落ち込んだ様子はどこへやら、すぐさま握りこぶしを作って気合を入れるヴィトニル。エイルは安心しつつも、その前向きさを少し羨ましく思った。

競技場で行われている試合はそろそろ終盤と言ったところである。エイルとヴィトニルもアルカに続いてコーチの元へ向かった。

 

 

試合が全て終わり、最後の部員達への指導も終わった後、コーチは全員を集めて話を始める。

「みんな、お疲れ様。今日の結果や内容については各々思う所あるだろうが、よく反省して次につなげて欲しい」

コーチは続けて言う。

「それで、だ。近い目標についてなんだが、一月後幾つかのジムの協賛で開かれるDSAAルールの小規模な大会がある。DSAAの公式戦って訳じゃないが、スポンサーの中には有名なナカジマジムなんかもいるし、出てくる選手もそこらの非公式大会よりはレベルが高い筈だ。インターミドルの反省を試す場としては丁度いいだろう。参加を希望する奴は、俺かアルカに二週間後までに申し出てくれ」

コーチの話も終わり、部員たちはそれぞれ解散を始める。皆口々にコーチの言った大会について話しているが、今すぐに決めようという部員はあまりいない。

「エイル先輩はどうしますか? ちなみに俺は出ようと思ってます! なんてったって、ナカジマジムが関わってるならあの人が出てくるはずですからね!」

「ヴィーはそうだろうな……。

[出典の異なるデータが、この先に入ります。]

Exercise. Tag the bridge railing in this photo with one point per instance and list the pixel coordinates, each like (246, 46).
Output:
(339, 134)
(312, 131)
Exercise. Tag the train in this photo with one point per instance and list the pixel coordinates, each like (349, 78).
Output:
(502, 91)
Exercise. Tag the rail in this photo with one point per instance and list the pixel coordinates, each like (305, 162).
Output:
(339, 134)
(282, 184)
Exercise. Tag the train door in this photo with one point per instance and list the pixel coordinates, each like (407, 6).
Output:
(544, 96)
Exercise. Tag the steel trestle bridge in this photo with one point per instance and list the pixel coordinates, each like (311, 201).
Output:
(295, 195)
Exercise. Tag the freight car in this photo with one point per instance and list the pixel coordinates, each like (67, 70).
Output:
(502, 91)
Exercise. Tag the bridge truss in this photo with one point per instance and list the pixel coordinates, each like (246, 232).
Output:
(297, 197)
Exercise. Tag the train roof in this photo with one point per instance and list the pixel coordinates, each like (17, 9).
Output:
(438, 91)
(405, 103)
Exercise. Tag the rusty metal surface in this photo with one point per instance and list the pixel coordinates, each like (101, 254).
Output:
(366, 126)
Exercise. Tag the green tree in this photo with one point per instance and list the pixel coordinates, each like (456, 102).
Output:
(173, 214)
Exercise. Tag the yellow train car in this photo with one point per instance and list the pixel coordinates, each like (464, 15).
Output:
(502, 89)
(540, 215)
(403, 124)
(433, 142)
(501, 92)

俺の方は、どうしたものかな」

正直を言えばエイルも出たい気持ちはあるのだが、彼の場合手の内がバレるリスクが他の選手よりも大きい。しかし、今の実力を更に伸ばす切っ掛けも欲しい。悩ましい所であった。

「俺はパスしようかな。俺の目標はあくまでインターミドルの結果だからねぇ。ヴィーは一戦でも多く試合の経験が欲しい所だろうし、良い選択だと思うよ?」

『お遊びの大会はそちらだけでやっていればいい』

にこやかなジェスターと対照的に辛辣なハーメルンだったが、彼らは出場を見送る予定であった。

(さて、俺としても何かを変える切っ掛けが欲しい所ではあるんだが……。まだ時間はあるし、すぐに決める必要はないか)

束の間腕組みをして考え込んだエイルだったが、とりあえず今は答えを保留して帰宅の途に就く部員達に従う事にした。

 

 







同い年に対して敬語を使わせるか否かは結構迷ったらしい。